I was having this same issue and have spent weeks trying to find the cause on my own, and you just solved it for me. Thanks!!
 

TrumanHW

Contributor
Joined
Apr 17, 2018
Messages
197
I think I've almost always had FreeNAS + TrueNAS do this cyclical style transfer-speeds increasing then, slow-down.
Increasing then, slow-down.
Increasing then, slow-down.
So I'll def. be watching this thread ... I thought that was just normal (as I'd also seen it on other transfers).

My assumption was some contingent processing of the data before it was released to be written...?
 

jgreco

Resident Grinch
Joined
May 29, 2011
Messages
18,680
Increasing then, slow-down.
Increasing then, slow-down.
So I'll def. be watching this thread ... I thought that was just normal (as I'd also seen it on other transfers).

This can happen especially when you have a lot of memory and a relatively slow pool.

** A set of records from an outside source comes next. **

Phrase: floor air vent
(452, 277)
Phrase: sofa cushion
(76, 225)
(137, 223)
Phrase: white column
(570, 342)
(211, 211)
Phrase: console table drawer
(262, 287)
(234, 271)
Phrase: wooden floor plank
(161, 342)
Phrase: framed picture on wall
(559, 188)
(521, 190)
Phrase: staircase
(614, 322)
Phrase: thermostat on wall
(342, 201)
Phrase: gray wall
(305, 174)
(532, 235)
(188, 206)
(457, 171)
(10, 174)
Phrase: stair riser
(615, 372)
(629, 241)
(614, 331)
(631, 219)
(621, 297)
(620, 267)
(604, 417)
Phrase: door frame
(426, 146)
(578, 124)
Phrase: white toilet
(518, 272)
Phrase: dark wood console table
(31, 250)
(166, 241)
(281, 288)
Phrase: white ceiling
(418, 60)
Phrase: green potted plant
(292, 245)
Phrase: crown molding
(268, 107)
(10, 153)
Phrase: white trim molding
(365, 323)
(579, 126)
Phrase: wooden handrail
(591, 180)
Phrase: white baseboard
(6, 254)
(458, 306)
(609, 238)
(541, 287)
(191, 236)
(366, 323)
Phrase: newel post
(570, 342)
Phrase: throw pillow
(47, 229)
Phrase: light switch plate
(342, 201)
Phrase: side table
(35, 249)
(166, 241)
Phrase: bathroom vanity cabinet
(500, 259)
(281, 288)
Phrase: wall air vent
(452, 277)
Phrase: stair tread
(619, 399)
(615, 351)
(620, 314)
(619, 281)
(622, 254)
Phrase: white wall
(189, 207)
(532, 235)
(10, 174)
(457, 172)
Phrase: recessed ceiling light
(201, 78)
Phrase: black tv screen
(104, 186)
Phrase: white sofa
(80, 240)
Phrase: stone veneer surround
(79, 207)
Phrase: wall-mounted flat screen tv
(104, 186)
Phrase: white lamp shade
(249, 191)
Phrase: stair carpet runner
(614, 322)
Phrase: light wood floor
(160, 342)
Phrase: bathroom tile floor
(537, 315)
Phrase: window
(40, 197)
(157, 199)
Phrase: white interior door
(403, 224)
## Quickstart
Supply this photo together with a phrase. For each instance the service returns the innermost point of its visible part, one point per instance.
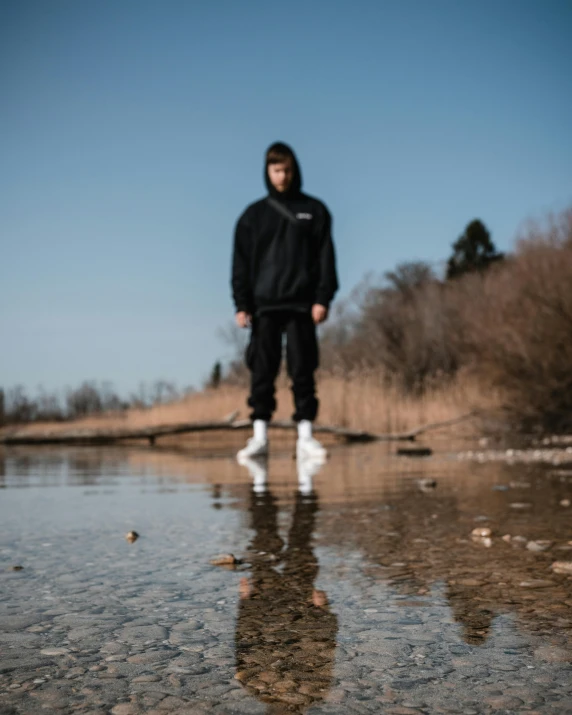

ZFS ambitiously ingests data and then has to throttle back to reflect actual pool performance. The new write throttle helps with, but doesn't entirely fix, this. If you are expecting "flat line" transfer speeds out of ZFS, such as you might get from sequential writes to a conventional HDD, you'll be disappointed.

You can certainly (and easily) aggravate the situation with things like memory ballooning, which should never be used on a ZFS system.